Down the aisle again

The End Of Second Class (12:15pm, Sat, May 20, ROM) is the most recent documentary on queer rights by local filmmaker and York University professor Nancy Nicol, this time offering up a detailed history of the fight for same-sex marriage in Canada.

Nicol follows the key players and traces the landmark events in the drawn-out and complicated (nay, chaotic) social, legal and political struggle from when the novel idea was first put forward by Laval University professor Anne Robinson in the early 1990s to the ratification of Bill C-38 by the Senate in 2005. The pioneering couples, lawyers, academics, activists and MPs are all here, and are uniformly excellent interview subjects, never uttering an unnecessary word.

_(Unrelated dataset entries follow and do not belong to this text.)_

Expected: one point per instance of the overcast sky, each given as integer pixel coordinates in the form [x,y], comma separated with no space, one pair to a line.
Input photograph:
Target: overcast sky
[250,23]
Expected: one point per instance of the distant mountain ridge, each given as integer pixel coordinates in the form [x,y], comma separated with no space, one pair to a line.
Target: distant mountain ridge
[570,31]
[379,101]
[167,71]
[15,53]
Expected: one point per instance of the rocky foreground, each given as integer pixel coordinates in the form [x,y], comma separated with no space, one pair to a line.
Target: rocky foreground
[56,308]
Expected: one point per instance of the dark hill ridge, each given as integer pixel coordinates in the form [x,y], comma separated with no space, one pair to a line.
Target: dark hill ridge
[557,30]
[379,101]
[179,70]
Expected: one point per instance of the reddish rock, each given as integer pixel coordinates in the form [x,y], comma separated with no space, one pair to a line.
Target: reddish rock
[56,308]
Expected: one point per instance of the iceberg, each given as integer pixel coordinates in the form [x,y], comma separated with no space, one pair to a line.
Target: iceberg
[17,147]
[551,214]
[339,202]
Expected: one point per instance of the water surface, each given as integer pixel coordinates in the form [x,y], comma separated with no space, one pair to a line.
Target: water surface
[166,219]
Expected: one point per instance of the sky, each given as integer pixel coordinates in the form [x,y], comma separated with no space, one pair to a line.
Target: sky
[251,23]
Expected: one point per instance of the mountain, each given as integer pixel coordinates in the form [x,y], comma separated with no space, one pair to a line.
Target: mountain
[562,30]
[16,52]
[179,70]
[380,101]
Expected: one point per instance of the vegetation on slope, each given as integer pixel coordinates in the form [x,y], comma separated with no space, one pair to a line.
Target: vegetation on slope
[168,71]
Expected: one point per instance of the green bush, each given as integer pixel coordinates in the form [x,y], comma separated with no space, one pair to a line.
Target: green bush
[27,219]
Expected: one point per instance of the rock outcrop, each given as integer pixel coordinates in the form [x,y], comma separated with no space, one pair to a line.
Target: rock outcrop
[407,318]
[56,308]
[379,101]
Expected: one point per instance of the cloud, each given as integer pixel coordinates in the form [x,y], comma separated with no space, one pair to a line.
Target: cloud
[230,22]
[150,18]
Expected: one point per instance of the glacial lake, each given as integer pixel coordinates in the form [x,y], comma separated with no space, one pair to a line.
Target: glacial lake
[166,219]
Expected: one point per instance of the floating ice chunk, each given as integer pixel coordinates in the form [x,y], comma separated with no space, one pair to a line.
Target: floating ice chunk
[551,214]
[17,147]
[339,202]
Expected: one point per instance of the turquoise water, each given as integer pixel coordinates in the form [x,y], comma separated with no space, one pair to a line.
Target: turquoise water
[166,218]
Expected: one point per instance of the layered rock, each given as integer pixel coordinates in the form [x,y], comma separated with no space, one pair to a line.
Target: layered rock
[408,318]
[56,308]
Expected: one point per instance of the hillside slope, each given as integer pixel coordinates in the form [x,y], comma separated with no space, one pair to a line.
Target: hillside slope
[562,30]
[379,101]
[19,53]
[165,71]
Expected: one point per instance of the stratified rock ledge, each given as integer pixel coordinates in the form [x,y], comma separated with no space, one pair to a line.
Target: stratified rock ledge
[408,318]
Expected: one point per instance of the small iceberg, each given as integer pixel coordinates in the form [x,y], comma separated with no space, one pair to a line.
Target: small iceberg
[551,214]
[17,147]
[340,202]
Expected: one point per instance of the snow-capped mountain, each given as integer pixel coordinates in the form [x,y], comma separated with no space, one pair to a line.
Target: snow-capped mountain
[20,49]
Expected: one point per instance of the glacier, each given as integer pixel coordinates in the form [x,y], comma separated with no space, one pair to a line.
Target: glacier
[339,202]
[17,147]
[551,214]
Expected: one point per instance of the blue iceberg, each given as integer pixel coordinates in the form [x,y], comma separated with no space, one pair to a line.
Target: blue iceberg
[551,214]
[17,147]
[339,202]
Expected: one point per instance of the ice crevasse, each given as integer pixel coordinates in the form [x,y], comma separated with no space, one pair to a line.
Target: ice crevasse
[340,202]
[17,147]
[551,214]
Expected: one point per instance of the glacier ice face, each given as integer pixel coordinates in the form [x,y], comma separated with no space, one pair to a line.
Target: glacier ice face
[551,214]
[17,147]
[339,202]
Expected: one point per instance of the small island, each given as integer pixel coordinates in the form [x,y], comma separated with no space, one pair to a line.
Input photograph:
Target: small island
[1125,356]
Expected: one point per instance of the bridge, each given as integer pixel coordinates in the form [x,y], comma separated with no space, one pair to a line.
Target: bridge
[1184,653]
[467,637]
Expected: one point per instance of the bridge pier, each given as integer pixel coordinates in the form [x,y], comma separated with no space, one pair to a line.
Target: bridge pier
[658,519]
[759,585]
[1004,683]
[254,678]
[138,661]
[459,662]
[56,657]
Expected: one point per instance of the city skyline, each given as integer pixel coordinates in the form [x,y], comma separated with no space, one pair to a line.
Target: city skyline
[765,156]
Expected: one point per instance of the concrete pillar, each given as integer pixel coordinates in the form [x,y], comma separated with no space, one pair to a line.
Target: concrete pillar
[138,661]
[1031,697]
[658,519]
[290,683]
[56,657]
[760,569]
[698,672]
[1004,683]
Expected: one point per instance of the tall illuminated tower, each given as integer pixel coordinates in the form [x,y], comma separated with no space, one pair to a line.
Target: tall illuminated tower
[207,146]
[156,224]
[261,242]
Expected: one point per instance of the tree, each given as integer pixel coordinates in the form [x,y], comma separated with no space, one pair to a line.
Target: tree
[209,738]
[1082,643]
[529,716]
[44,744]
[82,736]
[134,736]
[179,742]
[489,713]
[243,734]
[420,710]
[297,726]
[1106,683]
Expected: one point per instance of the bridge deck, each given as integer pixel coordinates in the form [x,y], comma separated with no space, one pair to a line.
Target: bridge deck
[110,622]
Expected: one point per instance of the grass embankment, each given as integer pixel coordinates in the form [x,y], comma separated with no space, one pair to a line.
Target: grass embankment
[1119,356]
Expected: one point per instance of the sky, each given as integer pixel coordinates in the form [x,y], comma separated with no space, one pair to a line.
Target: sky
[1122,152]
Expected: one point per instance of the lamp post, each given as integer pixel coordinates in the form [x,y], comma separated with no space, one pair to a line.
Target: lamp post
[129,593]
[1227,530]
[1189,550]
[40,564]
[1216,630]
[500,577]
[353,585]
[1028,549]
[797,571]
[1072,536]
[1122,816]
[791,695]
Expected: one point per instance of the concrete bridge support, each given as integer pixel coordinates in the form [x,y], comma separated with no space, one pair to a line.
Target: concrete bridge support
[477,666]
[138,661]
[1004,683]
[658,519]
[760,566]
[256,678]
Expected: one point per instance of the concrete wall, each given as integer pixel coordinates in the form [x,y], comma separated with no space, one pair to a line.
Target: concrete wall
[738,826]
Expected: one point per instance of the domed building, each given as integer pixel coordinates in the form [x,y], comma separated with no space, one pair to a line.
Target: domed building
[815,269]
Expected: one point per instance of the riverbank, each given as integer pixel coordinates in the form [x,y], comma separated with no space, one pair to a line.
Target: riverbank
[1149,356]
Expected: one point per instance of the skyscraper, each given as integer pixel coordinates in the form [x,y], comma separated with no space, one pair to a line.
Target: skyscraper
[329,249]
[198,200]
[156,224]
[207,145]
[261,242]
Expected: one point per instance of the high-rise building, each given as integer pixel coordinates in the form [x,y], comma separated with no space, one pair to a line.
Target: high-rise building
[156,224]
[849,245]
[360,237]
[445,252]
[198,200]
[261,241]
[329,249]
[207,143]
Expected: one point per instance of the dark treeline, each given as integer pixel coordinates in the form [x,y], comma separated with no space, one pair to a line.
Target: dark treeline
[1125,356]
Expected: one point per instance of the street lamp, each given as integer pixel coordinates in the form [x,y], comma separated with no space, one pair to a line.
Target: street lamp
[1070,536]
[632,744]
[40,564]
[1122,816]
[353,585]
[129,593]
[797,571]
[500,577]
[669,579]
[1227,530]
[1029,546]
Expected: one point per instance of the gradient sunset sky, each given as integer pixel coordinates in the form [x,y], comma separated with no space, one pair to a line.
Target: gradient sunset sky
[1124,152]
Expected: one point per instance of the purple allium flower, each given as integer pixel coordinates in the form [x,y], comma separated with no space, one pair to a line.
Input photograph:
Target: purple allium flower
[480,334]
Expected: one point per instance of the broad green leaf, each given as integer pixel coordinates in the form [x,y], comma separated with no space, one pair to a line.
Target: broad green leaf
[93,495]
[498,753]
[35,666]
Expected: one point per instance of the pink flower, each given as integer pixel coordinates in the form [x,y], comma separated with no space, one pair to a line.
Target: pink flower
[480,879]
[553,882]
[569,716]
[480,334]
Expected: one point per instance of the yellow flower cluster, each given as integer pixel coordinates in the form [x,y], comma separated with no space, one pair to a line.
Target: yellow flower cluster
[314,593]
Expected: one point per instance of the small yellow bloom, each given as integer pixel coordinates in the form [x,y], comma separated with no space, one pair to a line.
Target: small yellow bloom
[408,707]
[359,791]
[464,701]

There is also a ton of great protest and news footage from both sides and a whack of fascinating scenes of parliamentary debates.

If you believe — as I did — that you were already intimately familiar with the ins and outs of the issue, you will be surprised by the dramatic highs and ridiculous lows that this relatively modest demand for equality inspired, not to mention the shaggy-dog story of how this issue evolved over 10 years from being regarded as a big joke in the gay community to becoming central to mainstream gay activism. Some of the most stirring scenes include Metropolitan Community Church Of Toronto Rev Brent Hawkes wearing a bulletproof vest to the service where he married two queer couples despite the objections of two congregants, or Michael Hendricks and René Leboeuf having their doctored marriage licence refused by a civil servant in the 1998 only to have the same woman happily and tearfully rubber-stamp it in 2004.

There are comic episodes from the grotesque fire and brimstone of the Defend Marriage rally right here in Toronto. You get to see the jowly Bishop Pearce Lacy spitefully conclude that same-sex couples “just ain’t got it” because we lack the “physical complementarity” that has apparently been the foundation of marriage since the dawn of time. There’s also an interview with Bishop Fred Henry threatening the federal Liberals with eternal damnation.

I tittered when equal marriage protestors prioritize the community’s diverse opinions by rhythmically chanting, “We’re here! We’re queer! And some of us want to get married!” An earnest, impassioned celebration by activist Kevin Bourassa of the major English dictionaries changing their definitions of “marriage” to include same-sex couples is unintentionally amusing as well (who knew that linguistics was such a major front of this war?).

It is Nicol’s breadth of material and her subjects’ depth of insight that makes this documentary such compelling viewing. Be warned, however, you’ll leave the theatre humming David MacDonald’s distressingly homophobic Christian anthem “One Man, One Woman” despite yourself.